The referred question must not have a merely theoretical significance for the original proceedings which would be the case if the referring board were to reach the same decision regardless of the answer to the referred question (G 3/98, OJ 2001, 62, G 2/99, OJ 2001, 83; see also T 547/08). In other instances the Enlarged Board stated that "the referred point of law is relevant for deciding the case underlying the referral" (G 2/04, OJ 2005, 549) or that "answers to the questions referred are necessary for each Board of Appeal to be able to dispose of their respective appeals on the correct legal basis" (, OJ 2008, 271, G 1/06, OJ 2008, 307; see also G 2/06, OJ 2009, 306). In T 154/04 (OJ 2008, 46; see also J 16/90, OJ 1992, 260; and T 1044/07) the board held that the answer to the referred question must be "essential to reach a decision on the appeal in question".
In T 520/01 (see also T 787/06) the board referred to G 3/98, did not maintain the patent on grounds other than those to which the question related, and thus refused the party's referral request. In T 469/92, the board granted the appellant's main request, and therefore did not consider its auxiliary referral request.
In G 1/98 (OJ 2000, 111) one of the questions referred by the board concerned objections of which the appellant had not been made aware before, and the appellant expressed its intention to the Enlarged Board to make the required amendments. As a result, the Enlarged Board doubted the relevance of the referred question and deemed it inappropriate to offer guidance. In G 7/95 (OJ 1996, 626, see also G 9/92, not published in OJ) the Enlarged Board, having regard to the particular facts of the case before the referring board, deemed it not necessary to answer the referred question either.
In G 1/09 (OJ 2011, 336) a board referred a question on whether a rejected patent application was still pending under R. 25 EPC 1973 (R. 36 EPC; divisional applications) when no appeal had been filed but the time limit for filing an appeal had not yet expired. In his comments under Art. 9 RPEBA, the President of the EPO raised two additional questions, namely whether a granted application was still pending in such a situation, and whether the filing of an inadmissible appeal could maintain the pendency of the application beyond the expiry of the time limit for filing an appeal. The first additional question was – although not relevant for the decision in the underlying case – answered by the Enlarged Board in an obiter dictum, whereas the second was considered not to be covered by the referral decision.
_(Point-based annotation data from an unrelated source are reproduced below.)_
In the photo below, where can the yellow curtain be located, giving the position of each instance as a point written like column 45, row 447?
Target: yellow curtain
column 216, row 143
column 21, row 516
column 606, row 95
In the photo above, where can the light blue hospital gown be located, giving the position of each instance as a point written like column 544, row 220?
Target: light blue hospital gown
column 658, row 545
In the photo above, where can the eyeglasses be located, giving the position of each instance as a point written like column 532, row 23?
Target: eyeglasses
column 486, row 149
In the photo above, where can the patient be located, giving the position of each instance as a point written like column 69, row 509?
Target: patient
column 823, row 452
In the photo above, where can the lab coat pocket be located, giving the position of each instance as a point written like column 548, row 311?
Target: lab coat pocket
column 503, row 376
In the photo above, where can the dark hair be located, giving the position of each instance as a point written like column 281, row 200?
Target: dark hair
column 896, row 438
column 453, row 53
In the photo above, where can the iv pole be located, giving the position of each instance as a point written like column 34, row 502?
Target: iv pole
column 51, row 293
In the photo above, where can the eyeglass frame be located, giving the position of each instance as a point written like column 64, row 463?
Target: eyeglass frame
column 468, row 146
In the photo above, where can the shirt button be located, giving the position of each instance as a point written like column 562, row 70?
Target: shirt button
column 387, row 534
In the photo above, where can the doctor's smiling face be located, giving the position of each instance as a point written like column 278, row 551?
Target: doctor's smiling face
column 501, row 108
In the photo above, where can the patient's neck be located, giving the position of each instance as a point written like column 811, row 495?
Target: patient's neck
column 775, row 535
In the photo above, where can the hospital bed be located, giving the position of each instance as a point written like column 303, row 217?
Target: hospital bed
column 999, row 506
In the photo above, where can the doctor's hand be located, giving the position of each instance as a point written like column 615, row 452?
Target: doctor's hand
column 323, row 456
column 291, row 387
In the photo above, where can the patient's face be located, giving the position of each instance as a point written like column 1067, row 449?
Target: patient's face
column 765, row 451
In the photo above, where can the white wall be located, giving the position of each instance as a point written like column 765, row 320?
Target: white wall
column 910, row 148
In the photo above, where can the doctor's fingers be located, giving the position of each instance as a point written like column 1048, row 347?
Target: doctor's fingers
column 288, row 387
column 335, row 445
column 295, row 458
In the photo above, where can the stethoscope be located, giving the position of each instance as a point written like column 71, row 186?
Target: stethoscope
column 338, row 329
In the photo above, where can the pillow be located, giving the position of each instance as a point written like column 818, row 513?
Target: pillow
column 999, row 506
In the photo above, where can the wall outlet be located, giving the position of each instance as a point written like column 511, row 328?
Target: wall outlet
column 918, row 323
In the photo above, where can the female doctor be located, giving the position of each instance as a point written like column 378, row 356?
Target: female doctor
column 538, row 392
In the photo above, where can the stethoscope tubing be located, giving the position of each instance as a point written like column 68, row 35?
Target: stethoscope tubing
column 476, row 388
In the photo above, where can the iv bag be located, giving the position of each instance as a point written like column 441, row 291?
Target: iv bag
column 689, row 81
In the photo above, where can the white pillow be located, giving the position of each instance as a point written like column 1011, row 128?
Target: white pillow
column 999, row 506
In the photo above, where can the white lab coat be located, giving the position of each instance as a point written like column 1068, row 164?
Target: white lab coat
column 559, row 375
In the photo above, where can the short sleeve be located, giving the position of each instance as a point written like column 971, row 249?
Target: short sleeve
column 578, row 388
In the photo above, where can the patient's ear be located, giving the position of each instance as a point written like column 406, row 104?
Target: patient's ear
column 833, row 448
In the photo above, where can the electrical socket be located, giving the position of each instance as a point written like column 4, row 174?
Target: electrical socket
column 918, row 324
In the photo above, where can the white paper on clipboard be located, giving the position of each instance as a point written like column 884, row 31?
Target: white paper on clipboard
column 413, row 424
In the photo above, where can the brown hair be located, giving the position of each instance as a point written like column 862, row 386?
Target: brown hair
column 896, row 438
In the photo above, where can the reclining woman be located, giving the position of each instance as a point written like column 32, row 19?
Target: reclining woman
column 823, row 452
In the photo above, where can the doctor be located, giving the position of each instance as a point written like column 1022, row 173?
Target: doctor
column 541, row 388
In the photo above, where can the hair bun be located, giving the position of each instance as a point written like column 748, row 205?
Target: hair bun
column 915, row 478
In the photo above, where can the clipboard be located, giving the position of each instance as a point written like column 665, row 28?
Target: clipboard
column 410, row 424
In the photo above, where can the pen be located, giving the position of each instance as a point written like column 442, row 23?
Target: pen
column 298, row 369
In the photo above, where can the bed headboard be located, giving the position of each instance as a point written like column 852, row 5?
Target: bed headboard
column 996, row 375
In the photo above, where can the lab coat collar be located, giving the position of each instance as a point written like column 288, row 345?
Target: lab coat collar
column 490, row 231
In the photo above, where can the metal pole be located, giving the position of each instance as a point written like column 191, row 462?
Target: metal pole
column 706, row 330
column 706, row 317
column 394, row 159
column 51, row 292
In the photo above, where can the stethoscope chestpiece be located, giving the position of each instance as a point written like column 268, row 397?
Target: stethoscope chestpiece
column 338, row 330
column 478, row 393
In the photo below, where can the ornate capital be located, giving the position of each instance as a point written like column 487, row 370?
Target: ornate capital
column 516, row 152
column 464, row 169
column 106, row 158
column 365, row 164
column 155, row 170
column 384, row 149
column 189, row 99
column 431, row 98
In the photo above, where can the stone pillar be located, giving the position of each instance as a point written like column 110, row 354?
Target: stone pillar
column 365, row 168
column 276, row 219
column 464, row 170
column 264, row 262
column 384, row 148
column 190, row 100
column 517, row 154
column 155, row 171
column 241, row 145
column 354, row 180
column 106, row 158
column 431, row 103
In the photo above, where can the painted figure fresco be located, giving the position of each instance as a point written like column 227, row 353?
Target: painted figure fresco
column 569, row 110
In G 2/03 (OJ 2004, 448) the Enlarged Board stated that not all substantive requirements had been examined by the referring Board and that the referred question could, in the end, turn out to be irrelevant. Taking into account the usual order of examination according to which the referred question (on the allowability of disclaimers) was examined before substantive requirements such as inventive step, the Enlarged Board considered the referral nevertheless admissible. In G 2/99 (OJ 2001, 83), the Enlarged Board had doubts whether the answer to the referred question would have an impact on the decision in the underlying proceedings, but deemed the referral nevertheless admissible, for reasons of procedural efficiency. In G 2/07 (OJ 2012, 130) the referrals were considered admissible "irrespective of whether an answer is actually required on all aspects which the referred questions might in theory be seen as embracing".
In G 1/14 the question referred to the Enlarged Board was whether an appeal is inadmissible or deemed not to have been filed if the notice of appeal is filed and the fee for appeal paid after expiry of the time limit (see Chapter IV.E.8.2.2 "Distinction between an appeal deemed not to have been filed and an inadmissible appeal). Until 1 April 2015 the wording of R. 126(1) EPC was limited to "Notification by post ... by registered letter with advice of delivery" (since amended to: "Notification by postal services ... by registered letter with advice of delivery or equivalent"). In the Enlarged Board's view notification of first-instance decisions by the postal service UPS was not covered by R. 126(1) EPC as formerly in force, so the referring board's finding that the appeal had not been lodged in time was inoperative. As this meant there was no need to refer the question, the Enlarged Board dismissed the referral as inadmissible.